Bitcoin, cryptocurrency, and blockchain awareness got a big boost from bitcoin’s epic 2017 bull run, which has been furthered by some of the world’s biggest technology companies jumping into bitcoin and crypto.
The bitcoin price, although it remains far under the near $20,000 per bitcoin it reached in late 2017, has rebounded strongly this year, rising some 200% and helping bitcoin and crypto back into the mainstream conversation.
Now, bitcoin, crypto, and blockchain have become a big 2020 U.S. presidental issue thanks to Democratic presidential hopeful Andrew Yang endorsing blockchain, bitcoin’s underlying technology, shortly after U.S. president Donald Trump tweeted about bitcoin and U.S. Tresury secretary Steven Mnuchin shocked the crypto industry by labelling bitcoin a national security issue.
Yang, who is heavily campaining on the risks of automation to the economy, has promised to implement a blockchain-based mobile voting system if he wins upcoming U.S. presidential election.
“It’s ridiculous that in 2020 we are still standing in line for hours to vote in antiquated voting booths,” Yang wrote on his campagin website.
“It is 100% technically possible to have fraud-proof voting on our mobile phones today using the blockchain. This would revolutionize true democracy and increase participation to include all Americans—those without smartphones could use the legacy system and lines would be very short.”
It’s not the first time Yang has spoken about bitcoin, crypto and blockchain.
In April, Yang called for clearer guidelines for companies and individuals on bitcoin and cryptocurrency acceptance and investments—while also talking up blockchain.
Just last month, Humanity Forward Fund, a political action committee supporting Yang, announced it would begin accept bitcoin donations.
Elsewhere, the outspoken former Republican congressman and presidential candidate Ron Paul has also voiced his support of bitcoin, cryptocurrencies and blockchain, telling CNBC last month more competition between currencies is a good thing.
The 2020 U.S. presidential election, now under 18 months away, is already gearing up to be the fiercest election ever fought in the U.S.—with both sides determined to prevent the other from winning.
The bitcoin and cryptocurrency world was left reeling after Trump unleashed a scathing attack on bitcoin and cryptocurrencies, branding them “unregulated crypto assets” and based on “thin air,” following social media giant Facebook’s unveiling of its potential bitcoin rival, libra.

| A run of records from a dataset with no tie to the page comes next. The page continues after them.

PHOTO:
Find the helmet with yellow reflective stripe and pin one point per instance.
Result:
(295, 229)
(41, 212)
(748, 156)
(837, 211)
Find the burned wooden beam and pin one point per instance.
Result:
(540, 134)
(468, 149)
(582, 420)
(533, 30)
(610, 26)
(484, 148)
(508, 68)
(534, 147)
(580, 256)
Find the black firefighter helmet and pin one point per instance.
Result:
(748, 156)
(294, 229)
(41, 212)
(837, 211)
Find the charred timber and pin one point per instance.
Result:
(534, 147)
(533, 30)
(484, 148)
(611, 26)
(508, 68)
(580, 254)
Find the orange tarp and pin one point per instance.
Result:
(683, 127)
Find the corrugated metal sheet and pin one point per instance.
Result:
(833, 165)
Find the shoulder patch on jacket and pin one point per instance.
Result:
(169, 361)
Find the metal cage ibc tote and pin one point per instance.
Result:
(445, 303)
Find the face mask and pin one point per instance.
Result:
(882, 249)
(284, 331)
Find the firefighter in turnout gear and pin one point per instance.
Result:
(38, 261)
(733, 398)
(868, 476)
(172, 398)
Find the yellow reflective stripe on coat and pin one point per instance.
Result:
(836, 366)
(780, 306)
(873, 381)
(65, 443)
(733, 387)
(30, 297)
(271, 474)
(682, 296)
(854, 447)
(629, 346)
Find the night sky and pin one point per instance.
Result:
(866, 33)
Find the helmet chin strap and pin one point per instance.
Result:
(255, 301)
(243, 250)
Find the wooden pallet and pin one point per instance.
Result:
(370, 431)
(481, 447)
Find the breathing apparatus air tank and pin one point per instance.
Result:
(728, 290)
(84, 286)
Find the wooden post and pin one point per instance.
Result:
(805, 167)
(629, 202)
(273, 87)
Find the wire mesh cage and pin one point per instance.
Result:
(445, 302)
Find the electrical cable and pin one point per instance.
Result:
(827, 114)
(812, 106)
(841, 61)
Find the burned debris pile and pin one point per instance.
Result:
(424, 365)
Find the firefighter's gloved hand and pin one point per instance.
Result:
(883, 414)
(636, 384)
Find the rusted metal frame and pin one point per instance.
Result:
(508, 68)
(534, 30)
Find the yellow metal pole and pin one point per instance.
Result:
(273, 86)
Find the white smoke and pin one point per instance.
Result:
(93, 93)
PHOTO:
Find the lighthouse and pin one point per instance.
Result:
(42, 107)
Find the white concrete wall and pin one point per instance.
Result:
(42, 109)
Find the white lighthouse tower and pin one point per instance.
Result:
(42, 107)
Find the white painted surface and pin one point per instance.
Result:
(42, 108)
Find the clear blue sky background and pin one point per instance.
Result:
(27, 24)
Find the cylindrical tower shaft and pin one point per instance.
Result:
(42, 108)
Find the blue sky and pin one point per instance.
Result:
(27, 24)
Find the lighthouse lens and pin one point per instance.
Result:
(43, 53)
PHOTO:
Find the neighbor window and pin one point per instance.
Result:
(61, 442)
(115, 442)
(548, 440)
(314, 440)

Trump has long had a fractious relationship with Facebook, which he has accused of trying to swing the 2016 U.S. presidential election in favour of Hilary Clinton and which has also been accused of failing to prevent U.S. voters of seeing illegal pro-Trump ads.
Trump’s attack on bitcoin and crypto was called “the largest bull signal for [bitcoin] ever,” by one crypto industry executive.